Why Leadership Depth Matters – and How to Spot the Leaders Who Build It
Two companies can post the same numbers and be building toward entirely different futures. One depends on a CEO who drives every decision, with a team that would need to be rebuilt if that leader left. The other has a bench ready to step into bigger roles tomorrow. Same numbers, completely different bets.
The difference is leadership depth – and it shows up clearly on the balance sheet. Companies with it command higher valuations, carry less risk through a transaction, and hold their value through moments that test every organization. The leaders who build that depth – and raise the performance of everyone around them – are what we call company builders.

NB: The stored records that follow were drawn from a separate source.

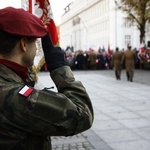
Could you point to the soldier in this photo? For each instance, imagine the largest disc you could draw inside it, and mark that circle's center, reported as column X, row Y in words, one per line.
column 28, row 117
column 129, row 59
column 116, row 63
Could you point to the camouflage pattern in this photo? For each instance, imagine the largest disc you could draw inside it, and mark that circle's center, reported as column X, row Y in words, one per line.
column 26, row 123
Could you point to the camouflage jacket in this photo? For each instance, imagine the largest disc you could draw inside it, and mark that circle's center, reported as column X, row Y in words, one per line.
column 28, row 117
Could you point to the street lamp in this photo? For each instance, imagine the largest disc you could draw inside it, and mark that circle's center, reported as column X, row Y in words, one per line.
column 115, row 23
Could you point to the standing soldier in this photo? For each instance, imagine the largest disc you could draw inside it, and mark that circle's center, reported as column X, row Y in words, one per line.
column 116, row 63
column 28, row 117
column 129, row 60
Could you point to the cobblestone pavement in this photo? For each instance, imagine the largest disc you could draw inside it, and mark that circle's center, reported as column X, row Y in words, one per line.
column 121, row 108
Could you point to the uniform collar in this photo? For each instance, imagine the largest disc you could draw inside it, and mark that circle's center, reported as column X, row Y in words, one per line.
column 21, row 71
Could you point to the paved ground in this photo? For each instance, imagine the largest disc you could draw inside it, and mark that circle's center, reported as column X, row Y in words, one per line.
column 121, row 110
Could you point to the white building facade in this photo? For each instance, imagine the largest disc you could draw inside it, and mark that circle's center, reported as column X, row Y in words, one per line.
column 97, row 23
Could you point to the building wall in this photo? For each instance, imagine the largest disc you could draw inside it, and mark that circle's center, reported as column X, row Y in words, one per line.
column 96, row 23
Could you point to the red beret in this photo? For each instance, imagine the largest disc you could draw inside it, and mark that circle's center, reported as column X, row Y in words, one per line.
column 20, row 22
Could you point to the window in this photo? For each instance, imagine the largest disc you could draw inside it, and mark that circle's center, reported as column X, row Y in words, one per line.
column 127, row 40
column 127, row 23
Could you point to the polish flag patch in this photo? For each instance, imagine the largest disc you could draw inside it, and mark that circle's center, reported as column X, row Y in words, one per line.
column 26, row 91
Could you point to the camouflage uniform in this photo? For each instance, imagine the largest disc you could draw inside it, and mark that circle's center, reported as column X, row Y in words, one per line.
column 116, row 63
column 27, row 121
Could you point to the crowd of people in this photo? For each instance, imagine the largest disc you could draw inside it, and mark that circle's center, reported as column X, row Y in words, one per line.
column 100, row 60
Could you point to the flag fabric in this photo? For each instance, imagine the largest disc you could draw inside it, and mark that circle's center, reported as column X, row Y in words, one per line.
column 26, row 91
column 142, row 48
column 42, row 9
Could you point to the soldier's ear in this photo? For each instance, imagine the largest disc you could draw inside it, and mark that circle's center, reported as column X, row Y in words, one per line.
column 23, row 44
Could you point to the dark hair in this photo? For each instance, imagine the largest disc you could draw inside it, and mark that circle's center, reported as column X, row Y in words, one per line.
column 7, row 42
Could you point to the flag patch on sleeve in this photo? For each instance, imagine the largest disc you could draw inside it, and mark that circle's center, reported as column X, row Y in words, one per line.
column 26, row 91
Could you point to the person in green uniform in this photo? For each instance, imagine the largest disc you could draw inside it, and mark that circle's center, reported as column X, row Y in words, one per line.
column 28, row 116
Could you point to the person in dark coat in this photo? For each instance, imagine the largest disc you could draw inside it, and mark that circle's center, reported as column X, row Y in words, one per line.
column 129, row 60
column 116, row 63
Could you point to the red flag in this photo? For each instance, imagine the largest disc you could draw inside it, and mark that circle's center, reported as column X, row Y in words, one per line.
column 142, row 48
column 43, row 10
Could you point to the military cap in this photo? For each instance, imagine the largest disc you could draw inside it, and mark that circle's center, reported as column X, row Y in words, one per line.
column 17, row 21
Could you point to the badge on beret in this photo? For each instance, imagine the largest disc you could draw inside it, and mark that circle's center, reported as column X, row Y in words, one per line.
column 26, row 91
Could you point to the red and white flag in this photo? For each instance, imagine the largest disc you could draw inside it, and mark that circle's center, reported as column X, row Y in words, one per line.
column 142, row 48
column 42, row 9
column 26, row 91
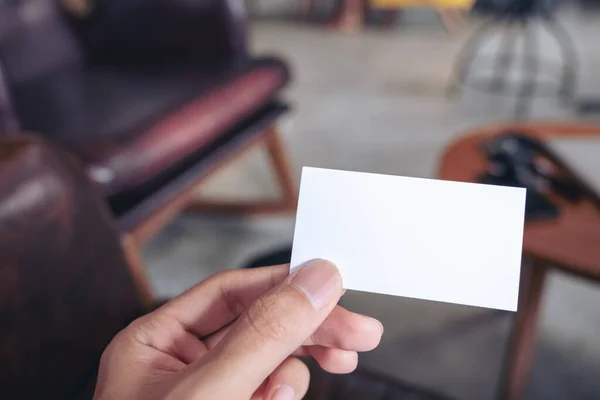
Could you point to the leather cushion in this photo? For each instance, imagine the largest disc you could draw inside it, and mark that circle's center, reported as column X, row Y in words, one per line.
column 129, row 125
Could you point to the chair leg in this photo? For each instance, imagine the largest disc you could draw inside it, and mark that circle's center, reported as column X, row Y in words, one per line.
column 522, row 343
column 351, row 16
column 568, row 85
column 285, row 179
column 504, row 58
column 452, row 19
column 466, row 56
column 138, row 272
column 528, row 86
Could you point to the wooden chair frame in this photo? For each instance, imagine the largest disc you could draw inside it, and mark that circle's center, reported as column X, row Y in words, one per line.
column 187, row 200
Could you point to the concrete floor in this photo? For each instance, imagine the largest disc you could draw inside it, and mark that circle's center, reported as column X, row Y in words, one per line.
column 375, row 102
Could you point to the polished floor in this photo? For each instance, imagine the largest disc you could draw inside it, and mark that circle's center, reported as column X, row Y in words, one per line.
column 375, row 102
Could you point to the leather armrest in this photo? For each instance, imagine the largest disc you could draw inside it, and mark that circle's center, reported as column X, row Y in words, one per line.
column 162, row 32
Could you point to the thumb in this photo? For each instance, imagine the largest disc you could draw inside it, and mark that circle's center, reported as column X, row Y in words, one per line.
column 274, row 326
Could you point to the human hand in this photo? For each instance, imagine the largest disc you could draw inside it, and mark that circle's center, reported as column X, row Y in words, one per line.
column 234, row 335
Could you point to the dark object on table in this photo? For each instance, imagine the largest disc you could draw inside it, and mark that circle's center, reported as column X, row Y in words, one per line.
column 275, row 257
column 590, row 105
column 568, row 243
column 151, row 96
column 66, row 288
column 519, row 160
column 513, row 20
column 363, row 385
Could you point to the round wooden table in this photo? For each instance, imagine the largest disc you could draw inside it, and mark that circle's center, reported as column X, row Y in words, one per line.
column 570, row 243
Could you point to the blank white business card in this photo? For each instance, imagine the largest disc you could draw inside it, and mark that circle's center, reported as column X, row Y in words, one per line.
column 422, row 238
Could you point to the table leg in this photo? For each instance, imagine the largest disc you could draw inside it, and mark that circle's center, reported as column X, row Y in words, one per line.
column 522, row 343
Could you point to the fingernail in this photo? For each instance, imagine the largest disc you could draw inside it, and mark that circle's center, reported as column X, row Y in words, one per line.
column 320, row 281
column 283, row 392
column 379, row 322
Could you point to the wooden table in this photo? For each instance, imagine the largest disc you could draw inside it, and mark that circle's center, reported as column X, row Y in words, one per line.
column 570, row 243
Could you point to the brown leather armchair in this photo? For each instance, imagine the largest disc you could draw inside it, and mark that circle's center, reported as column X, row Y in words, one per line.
column 65, row 284
column 151, row 96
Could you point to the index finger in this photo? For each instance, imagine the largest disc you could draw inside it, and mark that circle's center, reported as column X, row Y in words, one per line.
column 215, row 302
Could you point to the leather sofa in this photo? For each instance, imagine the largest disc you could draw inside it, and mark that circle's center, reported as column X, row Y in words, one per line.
column 66, row 287
column 150, row 95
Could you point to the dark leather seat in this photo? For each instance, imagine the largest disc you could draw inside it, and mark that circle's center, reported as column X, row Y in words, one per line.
column 129, row 124
column 150, row 95
column 65, row 284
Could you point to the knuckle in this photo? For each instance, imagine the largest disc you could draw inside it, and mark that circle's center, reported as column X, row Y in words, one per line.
column 265, row 317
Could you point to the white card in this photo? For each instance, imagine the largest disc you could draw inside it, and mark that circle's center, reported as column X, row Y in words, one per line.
column 427, row 239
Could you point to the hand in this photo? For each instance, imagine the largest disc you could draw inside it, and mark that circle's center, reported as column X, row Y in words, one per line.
column 234, row 336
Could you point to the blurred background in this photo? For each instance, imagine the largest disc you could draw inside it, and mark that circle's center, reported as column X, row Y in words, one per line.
column 158, row 104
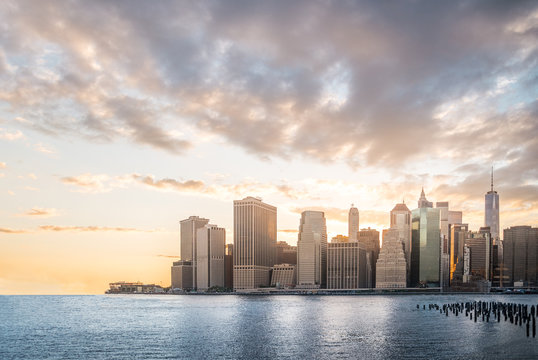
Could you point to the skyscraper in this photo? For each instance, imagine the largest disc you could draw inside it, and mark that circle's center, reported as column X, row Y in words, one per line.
column 521, row 255
column 187, row 244
column 187, row 233
column 312, row 250
column 254, row 243
column 458, row 233
column 425, row 244
column 422, row 201
column 210, row 257
column 491, row 214
column 353, row 223
column 480, row 252
column 348, row 266
column 391, row 266
column 447, row 218
column 285, row 253
column 400, row 219
column 369, row 240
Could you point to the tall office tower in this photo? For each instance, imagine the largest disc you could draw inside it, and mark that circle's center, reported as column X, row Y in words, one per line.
column 447, row 218
column 391, row 266
column 458, row 233
column 284, row 275
column 400, row 219
column 425, row 245
column 210, row 257
column 340, row 239
column 312, row 250
column 254, row 243
column 187, row 232
column 521, row 255
column 285, row 253
column 422, row 201
column 187, row 242
column 480, row 252
column 491, row 215
column 369, row 239
column 348, row 265
column 353, row 223
column 228, row 266
column 181, row 274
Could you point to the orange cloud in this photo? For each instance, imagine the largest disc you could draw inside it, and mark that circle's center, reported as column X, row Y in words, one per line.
column 40, row 212
column 91, row 228
column 12, row 231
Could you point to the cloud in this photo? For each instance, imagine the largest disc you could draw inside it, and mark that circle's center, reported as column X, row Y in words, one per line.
column 44, row 149
column 94, row 183
column 182, row 186
column 330, row 81
column 380, row 87
column 40, row 212
column 90, row 229
column 10, row 136
column 12, row 231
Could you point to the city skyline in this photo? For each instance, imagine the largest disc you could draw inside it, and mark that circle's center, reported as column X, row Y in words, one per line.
column 119, row 120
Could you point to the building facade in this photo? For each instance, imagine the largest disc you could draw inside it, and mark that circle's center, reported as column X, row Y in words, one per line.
column 187, row 244
column 480, row 253
column 181, row 273
column 447, row 218
column 348, row 266
column 391, row 266
column 400, row 219
column 369, row 240
column 312, row 250
column 426, row 245
column 353, row 223
column 285, row 253
column 210, row 257
column 283, row 275
column 254, row 243
column 521, row 255
column 228, row 266
column 458, row 234
column 491, row 212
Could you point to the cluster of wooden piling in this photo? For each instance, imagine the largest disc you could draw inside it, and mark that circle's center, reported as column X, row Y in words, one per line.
column 517, row 314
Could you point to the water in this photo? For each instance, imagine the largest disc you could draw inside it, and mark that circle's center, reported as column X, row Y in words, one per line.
column 250, row 327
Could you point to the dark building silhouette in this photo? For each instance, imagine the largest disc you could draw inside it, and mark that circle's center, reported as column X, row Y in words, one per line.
column 521, row 255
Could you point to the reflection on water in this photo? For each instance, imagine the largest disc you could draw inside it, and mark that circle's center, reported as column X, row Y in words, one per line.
column 373, row 327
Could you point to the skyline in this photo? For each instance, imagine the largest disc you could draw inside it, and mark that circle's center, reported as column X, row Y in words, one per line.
column 119, row 120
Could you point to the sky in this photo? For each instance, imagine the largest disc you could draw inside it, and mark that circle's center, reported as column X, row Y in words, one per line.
column 118, row 119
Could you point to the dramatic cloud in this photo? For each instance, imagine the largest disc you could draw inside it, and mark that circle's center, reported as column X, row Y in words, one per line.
column 182, row 186
column 362, row 82
column 91, row 229
column 12, row 231
column 378, row 218
column 44, row 149
column 40, row 212
column 10, row 136
column 98, row 183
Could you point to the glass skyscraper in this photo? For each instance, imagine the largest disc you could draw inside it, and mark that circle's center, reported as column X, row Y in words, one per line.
column 425, row 245
column 491, row 213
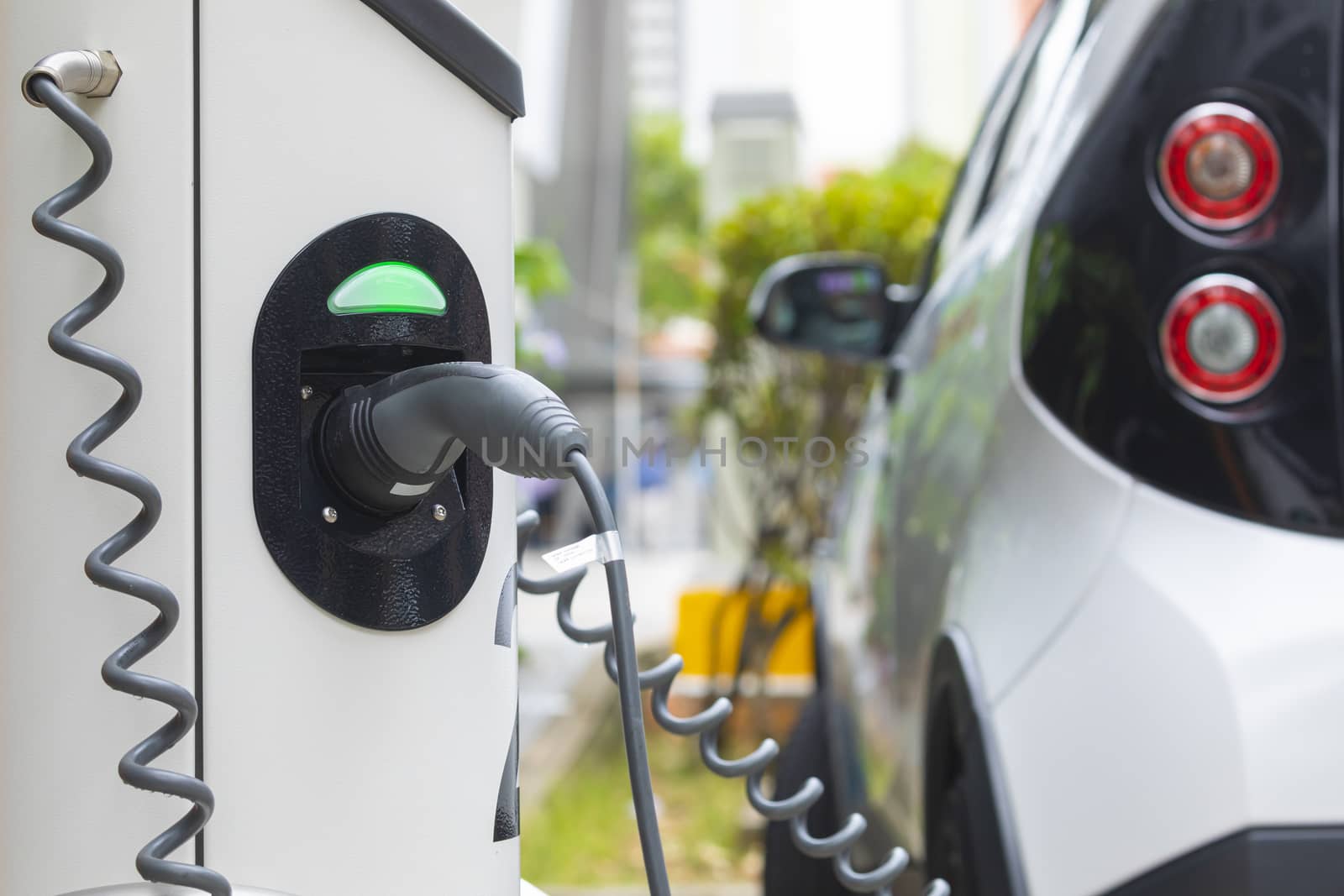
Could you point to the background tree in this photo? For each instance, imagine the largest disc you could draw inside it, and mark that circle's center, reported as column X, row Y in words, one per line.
column 779, row 394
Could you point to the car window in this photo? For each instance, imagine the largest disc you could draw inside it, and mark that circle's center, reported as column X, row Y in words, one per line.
column 1053, row 58
column 967, row 196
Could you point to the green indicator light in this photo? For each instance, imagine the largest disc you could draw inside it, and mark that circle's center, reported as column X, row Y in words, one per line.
column 387, row 288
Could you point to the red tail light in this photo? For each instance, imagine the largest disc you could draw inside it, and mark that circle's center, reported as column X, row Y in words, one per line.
column 1222, row 338
column 1221, row 167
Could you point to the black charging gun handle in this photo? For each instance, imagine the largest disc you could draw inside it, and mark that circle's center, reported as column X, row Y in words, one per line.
column 390, row 443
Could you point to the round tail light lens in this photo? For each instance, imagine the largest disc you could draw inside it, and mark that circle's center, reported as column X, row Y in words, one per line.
column 1222, row 338
column 1221, row 167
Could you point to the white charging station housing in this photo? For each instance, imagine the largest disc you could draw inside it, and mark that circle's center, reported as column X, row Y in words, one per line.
column 344, row 761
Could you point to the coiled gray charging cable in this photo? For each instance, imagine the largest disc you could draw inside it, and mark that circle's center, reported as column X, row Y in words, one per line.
column 410, row 426
column 94, row 74
column 622, row 665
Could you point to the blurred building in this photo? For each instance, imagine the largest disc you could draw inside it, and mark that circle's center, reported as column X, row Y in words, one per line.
column 658, row 55
column 866, row 74
column 754, row 148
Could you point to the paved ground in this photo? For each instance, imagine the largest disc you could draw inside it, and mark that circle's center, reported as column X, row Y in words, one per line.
column 698, row 889
column 911, row 888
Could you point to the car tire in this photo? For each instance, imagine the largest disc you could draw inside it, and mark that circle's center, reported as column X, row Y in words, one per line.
column 951, row 851
column 806, row 755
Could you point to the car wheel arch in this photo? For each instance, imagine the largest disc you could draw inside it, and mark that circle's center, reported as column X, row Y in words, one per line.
column 960, row 745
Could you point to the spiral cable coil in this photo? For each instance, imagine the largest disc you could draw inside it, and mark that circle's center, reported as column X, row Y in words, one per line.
column 706, row 725
column 134, row 768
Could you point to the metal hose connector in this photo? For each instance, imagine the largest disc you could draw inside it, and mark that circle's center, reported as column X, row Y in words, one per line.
column 134, row 766
column 792, row 809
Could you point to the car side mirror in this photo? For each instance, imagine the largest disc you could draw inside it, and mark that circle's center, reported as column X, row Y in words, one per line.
column 837, row 304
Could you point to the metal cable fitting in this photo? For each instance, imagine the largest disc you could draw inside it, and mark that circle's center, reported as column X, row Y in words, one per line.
column 93, row 73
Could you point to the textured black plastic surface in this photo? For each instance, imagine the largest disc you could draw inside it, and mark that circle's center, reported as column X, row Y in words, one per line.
column 393, row 574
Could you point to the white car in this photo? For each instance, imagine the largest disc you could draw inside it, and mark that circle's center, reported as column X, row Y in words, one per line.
column 1082, row 616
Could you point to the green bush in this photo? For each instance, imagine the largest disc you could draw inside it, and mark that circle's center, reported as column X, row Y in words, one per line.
column 770, row 392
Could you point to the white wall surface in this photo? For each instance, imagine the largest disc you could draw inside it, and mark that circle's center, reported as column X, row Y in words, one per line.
column 66, row 820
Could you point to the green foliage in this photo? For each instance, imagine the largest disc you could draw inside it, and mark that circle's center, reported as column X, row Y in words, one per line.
column 541, row 270
column 669, row 230
column 772, row 394
column 582, row 836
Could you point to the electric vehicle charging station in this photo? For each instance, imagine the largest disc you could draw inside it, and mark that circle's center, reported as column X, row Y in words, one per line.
column 307, row 253
column 355, row 759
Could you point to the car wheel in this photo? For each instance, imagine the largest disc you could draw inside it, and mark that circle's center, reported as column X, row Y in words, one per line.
column 951, row 853
column 806, row 755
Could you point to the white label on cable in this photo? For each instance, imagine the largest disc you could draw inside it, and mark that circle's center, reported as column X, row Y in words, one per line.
column 596, row 548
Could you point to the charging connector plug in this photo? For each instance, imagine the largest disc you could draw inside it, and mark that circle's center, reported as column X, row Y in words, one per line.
column 390, row 443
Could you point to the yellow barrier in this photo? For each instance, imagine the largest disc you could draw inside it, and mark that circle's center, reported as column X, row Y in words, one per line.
column 711, row 621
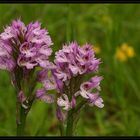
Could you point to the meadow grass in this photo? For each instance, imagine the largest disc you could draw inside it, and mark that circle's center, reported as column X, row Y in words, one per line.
column 108, row 25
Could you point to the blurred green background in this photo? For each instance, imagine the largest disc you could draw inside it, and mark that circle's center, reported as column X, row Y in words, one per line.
column 104, row 25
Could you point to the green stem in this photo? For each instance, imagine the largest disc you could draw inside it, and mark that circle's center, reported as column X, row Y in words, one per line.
column 70, row 119
column 61, row 127
column 21, row 118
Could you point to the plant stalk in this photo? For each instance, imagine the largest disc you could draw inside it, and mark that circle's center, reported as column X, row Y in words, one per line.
column 21, row 118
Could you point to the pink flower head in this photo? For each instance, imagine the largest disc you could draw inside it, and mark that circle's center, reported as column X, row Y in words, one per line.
column 73, row 62
column 26, row 46
column 41, row 95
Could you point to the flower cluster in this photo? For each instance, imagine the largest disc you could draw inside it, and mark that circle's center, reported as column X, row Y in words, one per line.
column 72, row 63
column 25, row 46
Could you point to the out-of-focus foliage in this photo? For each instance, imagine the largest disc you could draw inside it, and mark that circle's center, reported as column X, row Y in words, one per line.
column 107, row 26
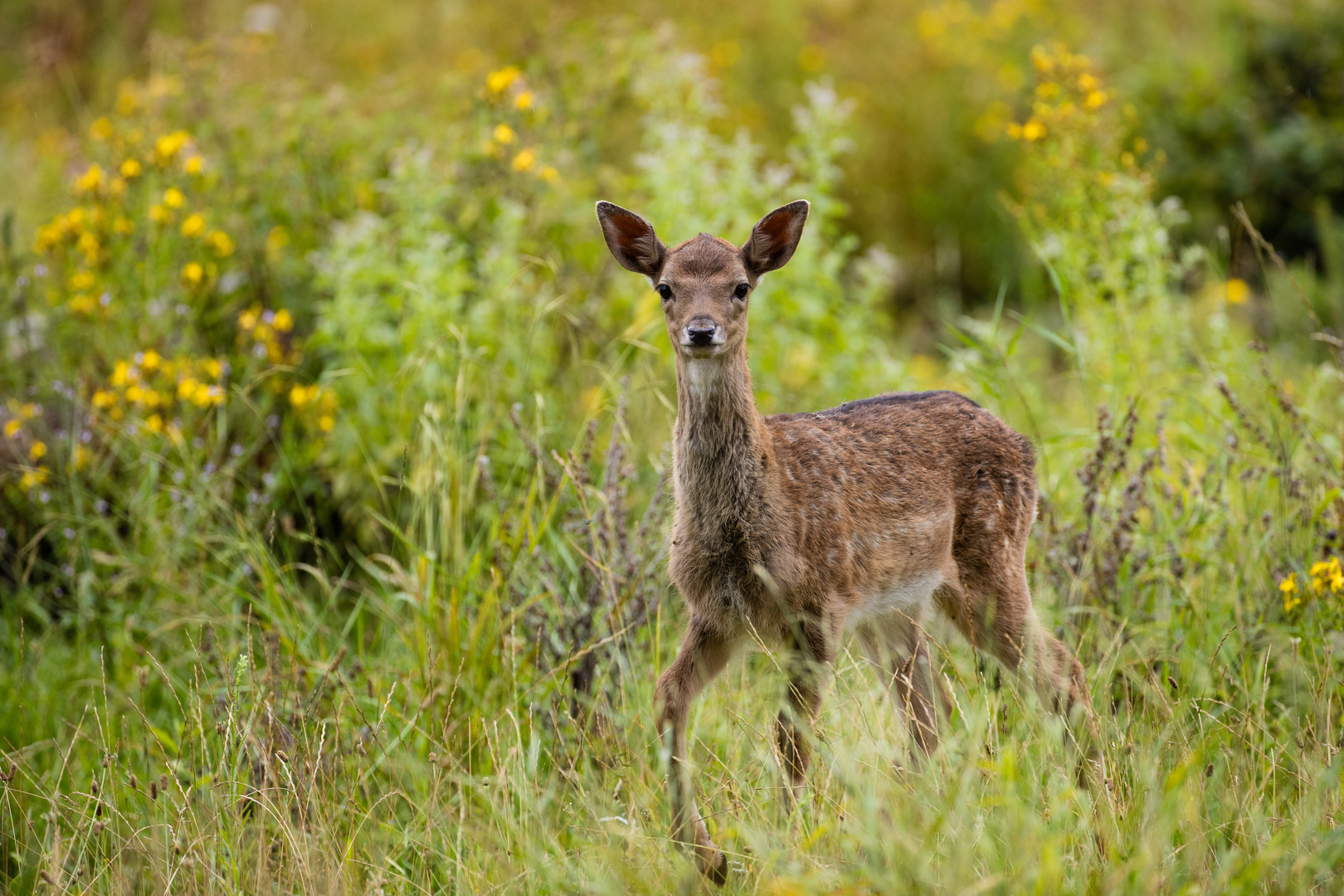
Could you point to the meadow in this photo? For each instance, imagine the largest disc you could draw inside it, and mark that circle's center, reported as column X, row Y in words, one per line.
column 334, row 485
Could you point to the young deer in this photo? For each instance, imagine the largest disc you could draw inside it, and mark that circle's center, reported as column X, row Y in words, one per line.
column 796, row 527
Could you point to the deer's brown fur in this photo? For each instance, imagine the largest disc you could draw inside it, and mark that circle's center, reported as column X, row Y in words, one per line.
column 795, row 528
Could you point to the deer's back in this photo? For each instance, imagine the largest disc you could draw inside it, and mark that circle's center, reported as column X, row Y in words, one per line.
column 882, row 494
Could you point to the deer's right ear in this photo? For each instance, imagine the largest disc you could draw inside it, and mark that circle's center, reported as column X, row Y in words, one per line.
column 631, row 240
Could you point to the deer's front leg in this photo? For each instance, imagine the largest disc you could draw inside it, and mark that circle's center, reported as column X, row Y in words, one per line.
column 704, row 655
column 811, row 650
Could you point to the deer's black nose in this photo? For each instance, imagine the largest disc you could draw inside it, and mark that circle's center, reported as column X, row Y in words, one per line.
column 700, row 334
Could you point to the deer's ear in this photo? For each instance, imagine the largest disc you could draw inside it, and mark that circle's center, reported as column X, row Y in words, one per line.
column 773, row 240
column 631, row 240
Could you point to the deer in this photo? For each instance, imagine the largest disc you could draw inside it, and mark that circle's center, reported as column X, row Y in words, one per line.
column 793, row 529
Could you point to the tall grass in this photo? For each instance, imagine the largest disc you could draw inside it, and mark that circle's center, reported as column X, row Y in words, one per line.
column 413, row 648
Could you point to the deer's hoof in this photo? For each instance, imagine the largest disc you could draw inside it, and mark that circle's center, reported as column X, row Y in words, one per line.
column 715, row 867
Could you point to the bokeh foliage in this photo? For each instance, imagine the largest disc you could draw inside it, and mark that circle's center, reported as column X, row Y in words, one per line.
column 332, row 472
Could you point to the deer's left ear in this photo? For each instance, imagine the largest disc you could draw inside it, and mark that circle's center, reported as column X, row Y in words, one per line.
column 773, row 240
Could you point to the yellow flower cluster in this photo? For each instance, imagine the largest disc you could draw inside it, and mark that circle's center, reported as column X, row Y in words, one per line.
column 88, row 232
column 19, row 414
column 151, row 383
column 1066, row 89
column 1326, row 577
column 269, row 334
column 499, row 85
column 319, row 401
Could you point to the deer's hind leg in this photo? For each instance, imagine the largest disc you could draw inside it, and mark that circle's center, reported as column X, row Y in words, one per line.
column 811, row 650
column 898, row 648
column 993, row 610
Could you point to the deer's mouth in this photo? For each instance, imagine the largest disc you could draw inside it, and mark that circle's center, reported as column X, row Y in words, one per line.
column 702, row 338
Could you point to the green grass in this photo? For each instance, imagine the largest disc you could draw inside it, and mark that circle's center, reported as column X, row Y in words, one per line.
column 399, row 633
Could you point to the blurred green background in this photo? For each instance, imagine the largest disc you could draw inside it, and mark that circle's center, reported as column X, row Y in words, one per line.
column 334, row 444
column 1235, row 100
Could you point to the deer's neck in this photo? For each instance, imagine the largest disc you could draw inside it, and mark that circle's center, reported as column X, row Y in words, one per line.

Whether you’re a private equity investor, a board, a family business, or a founder, finding those leaders takes more than a job spec can capture. It takes judgment, pattern recognition, and the ability to distinguish between leaders who say they develop people and those who actually do. This paper distills 45 years of that pattern recognition into a framework for spotting company builders before they’re in the seat – and a clearer view of what their absence is costing you.
Inside the Perspective
- Why the instinct to “find someone new” sometimes misses the real problem
- What a thin bench costs at the moments that matter: a transaction, a transition, or a sudden departure
- The five questions we use to tell whether a leader builds people or just manages them
- What company builders look like in practice – from family businesses and founder-led companies to the institutions that endure across decades
Why This Matters
Leadership that scales is what separates the companies that hold their value from the ones that don’t. Those with leadership depth sell for more, transact more cleanly, and hold their value through change. Every hire is a bet on what the organization becomes next. The question worth sitting with isn’t whether your leadership team can handle what’s in front of them right now, it’s whether anyone is building the team that handles what comes after.